I found the tourists. And yes I realise I am one.
Before coming to Seoul I think I saw only 5 people who were clearly foreigners. There might have been a few Japanese or Chinese I assumed were Korean with my racist eyes.
However all that changed tonight, as tourists in Seoul are everywhere.
Of the white people I heard talking, most were French, although there was an English guy trying to chat up a Spanish girl by telling here how much he appreciated her accent.
In addition to us white people, there were also lots of arabs with women in the full mesh covered eyes burkahs, some Indians, and quite a lot of what appeared to be Phillipino girls trailing Korean families. Do they have servants in Korea like Hong Kong?
I did go up the hill in the middle of town with the tower on it, so naturally that is where tourists would be, but I also saw a lot of backpacker type places, and people wandering around the enormous shopping area.
On top of the tourist hill, I was nearly killed by a number of selfie sticks, and amusingly, one persons phone fell off the end of it, over a railing. Although I think they were able to retrieve it.
The tower on the hill may be the number one tourist area in Seoul, but its a nice place to go, and much like the airport shops, I think the stores and restaurants up there are government run or regulated, because they were very reasonably priced. You can of course take a cable car up here if you want to, I ran up because I was feeling guilty from the crap I had eaten all day.
Right now I am drinking a horrible hot drink called 'Daily nut tea'. I expected it to be sweet, but I think its all the salt washed off nuts into a sachet, with a few chunks of nuts they swept off the factory floor.

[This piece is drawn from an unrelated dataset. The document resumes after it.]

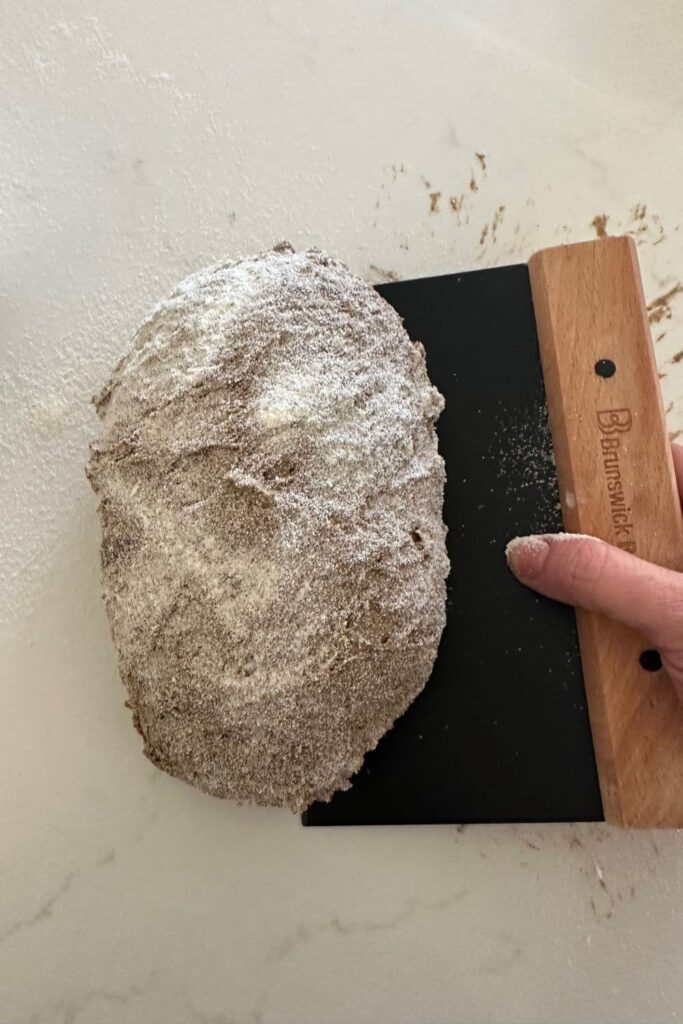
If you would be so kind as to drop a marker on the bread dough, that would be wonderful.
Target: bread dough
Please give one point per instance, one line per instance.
(273, 550)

When I returned to the hotel just now, at 9pm on a Friday night carrying nut tea and coke zero, the hotel concierge asked if everything is ok, and do I need a doctor? I was puzzled, and asked why I would need a doctor. And he basically told me because its Friday night, and I appear to be home for the night at 9pm, rather than out on the town enjoying beer, therefore I must be ill.
I told him I like to go to bed early for good health and dont drink for religious reasons.
I went for a brief walk in the late afternoon in search of water and fruit.
My hotel is very well positioned in the main Myeongdong area. This is the pop up clothing market, just setting up at this time but already very busy.
No mountain today, just a hill. So I ran up it.
View at dusk. Be aware, the Seoul metropolitan area stretches further in the other directions, it is constrained here due to the mountains in the background, mountains I plan to be up soon.
According to Wikipedia, Seoul is the most populated metro area in the world after Tokyo. The numerous ways to measure these things is quite confusing though.
Panorama time! Mountains behind mountains! Time to study.
Tower. I took the same picture in 2011 I believe, however that time I was there in the morning, this time, night.
The view the other way. I believe thats Gangnam where the tall buildings are nearer the right edge. Gangnam is quite far from the original centre of Seoul.
The skypark area provides plenty of free spots to sit and enjoy the view. Paying to go up the tower seems a silly idea to me.
Night view from the top. I think night view from half way down is better, stay tuned.
Night view from halfway down.
Now I didnt think this would work, but it appears to have come out ok. Night time panorama! ISO3200.
All my night shots are handheld no flash, but as I have discussed before my camera does something called frame stacking, where it takes a heap of pitch black 1/60 ISO100 exposures and stacks them on top of each other, aligning them as it does it, to produce a single properly exposed picture.
When I explain this to people, even camera afficionados, they dont understand, and think its HDR. It is not, ALL the frames that are stacked are grossly underexposed, and all are high shutter speed, sometimes its 3, other times its 6, the camera works out how many pitch black exposures to take.
..........however, that doesnt work in panorama mode, hence ISO3200.
Myeongdong is the centre of the global neon industry.
This is the lucky dip shop for grown ups, or Korean girls anyway. $10.
Now ladies, you might have applied face masks before, but you are doing this half assed, theres a mask for everywhere! I have one on my stomach now, I dont think its working.
At first glance you might find that to be a pizza. But its a kimchi pancake. Very good!
I added lots of chilli flakes and pepper.
Also this place prided themselves on the self serve side dishes, which were HUGE thick bits of kimchi, and even HUGER bits of daikon. The scissors sticking up are for you to cut them into manageable pieces with.
The daikon in particular was very crisp and spicy.
Last photo, thats a police line do not cross, and there were police there. But I am not sure if it was a peaceful protest or a radio competition, because there seemed to be a super star radio DJ there trying to get everyone excited.
Also theres banners with LG and South Korean Telecom as sponsors. So I have no idea.